We were intrigued by Kafka due to its highly available design. However, Kafka runs on the JVM, and its primary user, LinkedIn, runs a full JVM stack. Shopify is mainly Ruby on Rails and Go, so we had to figure out how to integrate Kafka into our infrastructure.
Avoiding a direct link between Ruby and Kafka
The straight forward solution is to emit events directly from Shopify, buffer them on a queue and have a thread work off them—this is what LinkedIn does. However, at the time we had zero experience operating Kafka, so we were hesitant to go with an approach that would make it impossible to deploy during Kafka downtime without losing data, because of full queues in process memory. Furthermore, there was no great Ruby library around and we'd already built a the Sarama Go library for Kafka. On top of Sarama we built a producer to sit alongside Shopify to deliver events to Kafka.
The challenge proved to be reliably delivering events from Rails to the Go producer. We did not trust our ability to operate Kafka as a high availability system just yet, we needed a solution that allowed for downtime without data loss. Our first experiments were flat files and syslog—but receiving from the other end was complex and unreliable. Eventually, we settled for the ancient IPC mechanic SysV message queues. We chose SysV MQs over POSIX MQs because at the time we were developing on OS X, which has not implemented POSIX MQs.

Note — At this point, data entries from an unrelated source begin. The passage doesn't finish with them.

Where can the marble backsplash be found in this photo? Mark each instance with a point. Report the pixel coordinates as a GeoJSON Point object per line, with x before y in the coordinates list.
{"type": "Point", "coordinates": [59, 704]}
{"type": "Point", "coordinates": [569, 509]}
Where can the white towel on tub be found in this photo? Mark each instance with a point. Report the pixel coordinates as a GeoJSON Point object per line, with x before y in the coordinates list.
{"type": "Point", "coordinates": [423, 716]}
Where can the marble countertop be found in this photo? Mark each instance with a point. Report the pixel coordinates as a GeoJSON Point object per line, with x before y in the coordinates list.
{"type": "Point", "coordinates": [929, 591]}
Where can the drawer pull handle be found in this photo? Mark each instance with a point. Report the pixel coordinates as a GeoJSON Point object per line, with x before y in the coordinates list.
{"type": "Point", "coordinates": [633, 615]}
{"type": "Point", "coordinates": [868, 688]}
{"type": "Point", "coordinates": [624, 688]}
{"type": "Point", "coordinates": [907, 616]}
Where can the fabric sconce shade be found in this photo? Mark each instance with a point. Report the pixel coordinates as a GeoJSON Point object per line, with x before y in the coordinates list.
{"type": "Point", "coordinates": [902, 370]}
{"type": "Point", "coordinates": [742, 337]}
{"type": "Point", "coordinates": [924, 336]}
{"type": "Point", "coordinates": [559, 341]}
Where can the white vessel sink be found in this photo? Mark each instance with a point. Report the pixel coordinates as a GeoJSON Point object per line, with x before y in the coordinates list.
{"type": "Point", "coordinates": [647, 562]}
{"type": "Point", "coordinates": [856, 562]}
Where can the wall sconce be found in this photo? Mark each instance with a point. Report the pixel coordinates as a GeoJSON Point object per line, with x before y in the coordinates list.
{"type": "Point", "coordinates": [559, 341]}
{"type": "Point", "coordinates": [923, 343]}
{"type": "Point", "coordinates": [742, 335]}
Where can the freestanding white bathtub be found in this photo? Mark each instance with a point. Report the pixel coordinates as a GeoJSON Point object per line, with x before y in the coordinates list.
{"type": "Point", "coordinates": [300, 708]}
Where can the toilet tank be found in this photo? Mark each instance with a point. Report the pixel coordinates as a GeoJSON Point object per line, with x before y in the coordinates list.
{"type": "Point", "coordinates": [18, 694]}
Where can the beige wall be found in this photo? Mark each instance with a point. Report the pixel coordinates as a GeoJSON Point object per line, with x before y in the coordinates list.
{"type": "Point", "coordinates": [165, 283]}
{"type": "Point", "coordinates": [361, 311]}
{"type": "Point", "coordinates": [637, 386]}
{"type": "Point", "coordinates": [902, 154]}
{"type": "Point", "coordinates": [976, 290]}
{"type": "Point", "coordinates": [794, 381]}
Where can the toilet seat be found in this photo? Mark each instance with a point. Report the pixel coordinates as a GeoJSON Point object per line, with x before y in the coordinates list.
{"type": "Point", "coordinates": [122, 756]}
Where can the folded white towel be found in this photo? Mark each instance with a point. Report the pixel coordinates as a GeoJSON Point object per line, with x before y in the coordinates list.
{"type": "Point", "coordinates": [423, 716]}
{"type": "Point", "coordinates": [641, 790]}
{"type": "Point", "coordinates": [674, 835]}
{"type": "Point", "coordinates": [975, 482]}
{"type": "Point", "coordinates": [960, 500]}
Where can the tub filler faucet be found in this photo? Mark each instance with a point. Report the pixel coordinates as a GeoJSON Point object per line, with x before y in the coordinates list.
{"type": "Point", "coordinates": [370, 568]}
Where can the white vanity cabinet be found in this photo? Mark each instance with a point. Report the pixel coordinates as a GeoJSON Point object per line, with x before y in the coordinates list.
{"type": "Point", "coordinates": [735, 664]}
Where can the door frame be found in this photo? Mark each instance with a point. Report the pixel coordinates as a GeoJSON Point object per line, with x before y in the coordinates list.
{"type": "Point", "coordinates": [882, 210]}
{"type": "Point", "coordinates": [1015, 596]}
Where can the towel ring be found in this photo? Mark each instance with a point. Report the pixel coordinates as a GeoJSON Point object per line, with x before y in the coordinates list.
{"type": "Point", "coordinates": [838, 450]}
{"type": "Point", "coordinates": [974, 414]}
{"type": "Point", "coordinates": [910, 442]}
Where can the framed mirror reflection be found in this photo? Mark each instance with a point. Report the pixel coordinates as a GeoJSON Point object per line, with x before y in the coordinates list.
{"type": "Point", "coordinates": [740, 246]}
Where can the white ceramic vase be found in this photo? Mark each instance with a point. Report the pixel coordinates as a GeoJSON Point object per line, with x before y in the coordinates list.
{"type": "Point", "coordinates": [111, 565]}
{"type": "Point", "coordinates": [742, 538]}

The SysV message queue gave us a system-level buffer owned by the kernel, which allowed either end of the queue to restart at anytime, making the deploy logic extremely simple. We wrote small wrappers for Go and Ruby. This turned out to work well for our purposes. If Kafka ever went down, the maximum queue size is sufficient to store two hours worth of events. The size of the queue is closely monitored, but stays at just a few kbs for the most part.
Adding Docker to the mix
A few months later our team took on the effort to containerize Shopify with Docker. Containers isolate the IPC namespace by default, which means the container and the host can not share a SysV queue. That means running a producer inside every container.
At Shopify, we strive to keep our containers as minimal as possible—we think of them as a strong isolation layer for a single process, not as a complete virtual machine. That means we want to avoid the operational nightmare of running a Kafka producer inside thousands of containers that are starting and stopping constantly. The queue must always be empty before a container shuts down, which would make it impossible to deploy in pressured situations or in the event of brief Kafka downtime. It would also mean thousands of additional connections to Kafka, which may or may not be fine, but it’s not a load on Kafka we have experience with.
With that option out of the way, we decided to follow the convention we were already using with StatsD and run the service on the host and communicate with it through TCP. We wrote a small TCP to SysV MQ proxy to run alongside the Kafka producer to give us many of the same guarantees as we have had in the past, but allowing the container to send events over the network. Would we have started over today wanting a similar setup, we probably would’ve written or used something like event-shuttle.